London, UK — CNH Industrial N.V. (NYSE:CNHI / MI:CNHI) today announced consolidated revenues of $6,948 million for the second quarter of 2017, up 2.9% compared to the second quarter of 2016. Net sales of Industrial Activities were $6,655 million in the second quarter of 2017, up 3.2% compared to the second quarter of 2016. Reported net income was $247 million for the second quarter of 2017. Adjusted net income was $266 million for the second quarter, with adjusted diluted EPS of $0.19, up 19% compared to the second quarter of 2016. Operating profit of Industrial Activities was $481 million for the second quarter of 2017, a $28 million increase compared to the second quarter of 2016, with an operating margin of 7.2%, up 0.2 p.p. compared to the second quarter of 2016.
Income taxes were $113 million in the second quarter of 2017 ($107 million in the second quarter of 2016). Adjusted income taxes for the second quarter of 2017 were $123 million ($107 million in the second quarter of 2016). The adjusted effective tax rate (adjusted ETR) was 34% (36% in the second quarter of 2016).

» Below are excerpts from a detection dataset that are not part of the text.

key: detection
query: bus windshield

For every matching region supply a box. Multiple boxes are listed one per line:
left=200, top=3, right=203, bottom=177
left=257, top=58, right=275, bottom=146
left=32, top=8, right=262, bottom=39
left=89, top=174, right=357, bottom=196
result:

Net industrial debt was $2.1 billion at June 30, 2017, in line with March 31, 2017, with cash flow generation from industrial operations of more than $400 million in the second quarter, offset by the payment of $161 million in dividends to shareholders in May 2017 and a foreign exchange impact on euro denominated debt. Total debt was $25.5 billion at June 30, 2017, compared to $24.5 billion at March 31, 2017. At June 30, 2017, available liquidity was $8.3 billion, up $0.8 billion compared to March 31, 2017.
Agricultural Equipment’s net sales increased 3.0% in the second quarter of 2017 compared to the second quarter of 2016 (up 3.3% on a constant currency basis), as a result of a strong rebound in demand in LATAM. Net sales increased in APAC, mainly driven by favorable volume in Australia, and in the EMEA region. Net sales, as forecast, were down in NAFTA due to unfavorable industry volume in the small grain and hay & forage product lines.
Operating profit was $303 million in the second quarter ($301 million in the second quarter of 2016), with an operating margin of 10.5% (down 0.2 p.p. compared to the second quarter of 2016). Favorable volume in LATAM including improved fixed cost absorption, and disciplined net price realization across all regions, offset negative volume and mix in NAFTA and increased spending on research and development.
Construction Equipment’s net sales increased 13.6% in the second quarter of 2017 compared to the second quarter of 2016 (up 13.5% on a constant currency basis), as a result of a strengthening of NAFTA and APAC markets.
Operating profit was $17 million in the second quarter of 2017, flat compared to the second quarter of 2016, with an operating margin of 2.5% (down 0.4 p.p. compared to the second quarter of 2016). The favorable volume trend was offset by foreign exchange impact on product cost. Net pricing was stable across the major markets.
2017 Outlook
During the first half of 2017, market conditions across all major segments have been better than originally expected, despite continued inventory destocking efforts in high horsepower tractors in NAFTA row-crop, weakened demand in hay & forage product lines, and persisting end-market weakness in France. Therefore, the Company is leading its 2017 guidance for sales and EPS to the upper end of the range while keeping the net industrial debt guidance unchanged as follows:
• Net sales of Industrial Activities of approximately $24 billion;
• Adjusted diluted EPS of approximately $0.41;
• Net industrial debt at the end of 2017 between $1.4 billion and $1.6 billion.